Monday 27 May 2013

Movie Review: Judgment At Nuremberg (1961)


A powerful drama examining the culpability of German society in enabling the extremism of Hitler's Nazis, Judgment At Nuremberg is thought-provoking filmmaking at its best. A star-studded cast glows as a courtroom confrontation sheds light on the insidious rise of evil.

It's 1948, and Judge Dan Haywood (Spencer Tracy) has been recruited out of retirement in the state of Maine to preside over an American-administered post-war trial in Nuremberg, Germany. The defendants are four German civilian judges accused of crimes against the population before and during the war. By not taking a stand against the Nazi laws discriminating according to race and mental competency, the judges are accused of enabling suffering, sterilization, and death.

The most prominent of the defendants is Dr. Ernst Janning (Burt Lancaster), an internationally renowned intellectual and published author on the topic of justice, with an impeccable pre-war reputation. Janning refuses to acknowledge the authority of the court and maintains a stony silence as the trial starts, not wanting to legitimize a trial of German citizens presided over by Americans on German soil. The other defendants are less prestigious, and perhaps more susceptible due to less than pristine pasts.

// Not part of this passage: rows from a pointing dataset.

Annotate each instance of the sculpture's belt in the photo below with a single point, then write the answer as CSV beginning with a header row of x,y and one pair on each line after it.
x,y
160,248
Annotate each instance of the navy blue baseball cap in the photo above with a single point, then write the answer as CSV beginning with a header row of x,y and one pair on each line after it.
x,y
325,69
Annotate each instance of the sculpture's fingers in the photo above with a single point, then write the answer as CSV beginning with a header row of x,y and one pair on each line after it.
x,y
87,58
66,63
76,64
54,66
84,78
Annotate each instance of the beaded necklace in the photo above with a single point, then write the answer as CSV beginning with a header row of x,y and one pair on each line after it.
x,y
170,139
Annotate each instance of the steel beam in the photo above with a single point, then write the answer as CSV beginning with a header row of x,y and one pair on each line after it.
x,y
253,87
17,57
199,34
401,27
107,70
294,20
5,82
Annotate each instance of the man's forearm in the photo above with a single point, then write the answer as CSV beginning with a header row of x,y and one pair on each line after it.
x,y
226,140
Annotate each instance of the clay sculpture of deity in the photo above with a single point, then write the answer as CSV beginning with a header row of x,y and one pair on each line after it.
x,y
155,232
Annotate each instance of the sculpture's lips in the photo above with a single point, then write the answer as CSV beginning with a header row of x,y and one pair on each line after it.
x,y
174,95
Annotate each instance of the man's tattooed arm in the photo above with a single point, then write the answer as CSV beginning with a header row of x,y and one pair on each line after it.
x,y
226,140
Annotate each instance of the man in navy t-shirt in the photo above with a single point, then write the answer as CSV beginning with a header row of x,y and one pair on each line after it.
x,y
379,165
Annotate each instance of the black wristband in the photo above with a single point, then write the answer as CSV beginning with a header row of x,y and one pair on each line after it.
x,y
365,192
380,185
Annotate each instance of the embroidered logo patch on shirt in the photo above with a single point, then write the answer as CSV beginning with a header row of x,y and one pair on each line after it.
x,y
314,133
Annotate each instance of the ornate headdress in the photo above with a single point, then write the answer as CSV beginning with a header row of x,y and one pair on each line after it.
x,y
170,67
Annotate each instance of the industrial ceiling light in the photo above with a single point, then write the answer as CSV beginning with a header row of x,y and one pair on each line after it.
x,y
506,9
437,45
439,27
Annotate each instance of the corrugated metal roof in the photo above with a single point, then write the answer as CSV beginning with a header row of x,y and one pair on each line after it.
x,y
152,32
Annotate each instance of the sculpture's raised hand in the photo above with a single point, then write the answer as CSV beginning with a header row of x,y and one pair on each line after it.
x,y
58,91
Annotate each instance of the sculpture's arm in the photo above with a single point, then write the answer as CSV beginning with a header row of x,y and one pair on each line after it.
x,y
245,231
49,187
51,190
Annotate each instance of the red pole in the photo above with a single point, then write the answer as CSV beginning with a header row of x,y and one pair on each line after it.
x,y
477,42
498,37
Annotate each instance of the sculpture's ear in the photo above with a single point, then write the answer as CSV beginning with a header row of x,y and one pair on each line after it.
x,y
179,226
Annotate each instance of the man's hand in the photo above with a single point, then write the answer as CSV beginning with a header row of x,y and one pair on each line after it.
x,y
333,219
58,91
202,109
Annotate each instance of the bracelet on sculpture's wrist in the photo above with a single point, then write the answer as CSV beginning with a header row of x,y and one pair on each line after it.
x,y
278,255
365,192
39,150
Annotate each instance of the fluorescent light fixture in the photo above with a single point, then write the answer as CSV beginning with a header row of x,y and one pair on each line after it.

The American prosecutor Colonel Tad Lawson (Richard Widmark) is committed and confrontational. A veteran of the war and several prior court cases, he mounts an aggressive attack on the acquiescence of the judges. By applying and upholding the Nazi laws, the judges normalized state brutality, and Lawson draws a direct link to the resultant mass atrocities at the death camps.

In addition to presenting stacks of documents as evidence, Lawson humanizes the victims and calls to the witness stand two civilian casualties of the Nazi laws: Rudolph Peterson (Montgomery Clift) was accused of being mentally incompetent and suffered accordingly, while in an infamous case, Irene Wallner (Judy Garland) was accused of having sexual relations with a Jew named Feldenstein.

Tasked with the unenviable duty of mounting a defence is young German lawyer Hans Rolfe (Maximilian Schell). He adopts the stance that society as a whole cannot be found guilty of following the laws imposed by fanatical rulers. Rolfe holds his ground against Lawson's ferocious legal arguments, deflecting a succession of accusations and emphasizing that the defendants were fulfilling their civic duties in applying the laws of the land.

With the courtroom frequently the scene of heated exchanges between Lawson and Rolfe, Judge Haywood struggles to determine how justice can best be served. With the Berlin blockade revealing the belligerent Soviets as much more of a relevant threat than the defeated Germans, Haywood's task is not made any easier when he meets and starts to socialize with Frau Bertholt (Marlene Dietrich), the widow of a German military commander.

Inspired by actual post-war trials, Judgment At Nuremberg is a rollercoaster ride through the evolution of societal forces. Written by Abby Mann, the script maintains an exquisite balancing act as the prosecution and defence take turns to make their case, every thrust parried with a counter-thrust, the moral pendulum swinging from one side to the other.

With Tracy providing sage oversight, Widmark and Schell are well matched and both demonstrate vehement intensity as the legal battle unfolds. But Schell adds a sublime layer of fragile humanity to the role of Hans Rolfe, an intelligent man fully aware that he is representing losers in the courtroom of the victors, yet determined that the German people not be uniformly indicted for the actions of their leaders. Unexpectedly rising to the top of a stellar cast, Schell won the Best Actor Academy Award.

Montgomery Clift and Judy Garland, in her first major film role since 1954's A Star Is Born, add a large curiosity factor. Both battling personal substance abuse demons and barely able to perform, they nevertheless pull out affecting performances as tormented and damaged victims coming back to confront the men who judged them. They both deservedly received Supporting Actor nominations.

Director Stanley Kramer's cameras find plenty of energy in the grand Nuremberg courtroom. Frequently the cameras maintain fluid motion centred on the witness chair, and end their movement by unexpectedly capturing witness and defendant in the same frame, the accuser and accused caught within the same box. Kramer also elegantly resolves the obstacle of simultaneous courtroom translation without ignoring its reality.

Outside the court, Nuremberg is a dichotomy of destruction and rebirth, entire city blocks reduced to rubble by Allied bombing, but some neighbourhoods, markets and restaurants now thriving again mostly on American money. Judge Haywood finds the locals mostly differential to their American vanquishers, and struggling with deep feelings of humiliation and confusion over a dream of restoring nationalistic self-belief turned into a nightmare of devastation.

Dr. Janning finally breaks his silence and eloquently yet emotionally outlines how individual responsibility can be subjugated by the rising tide of immense pride fuelled by intoxicating power. Judgment At Nuremberg asks all the difficult questions, offers no easy answers, and delivers poignant commentary on the dilemmas inherent in a society drifting towards extremism in the name of national reawakening.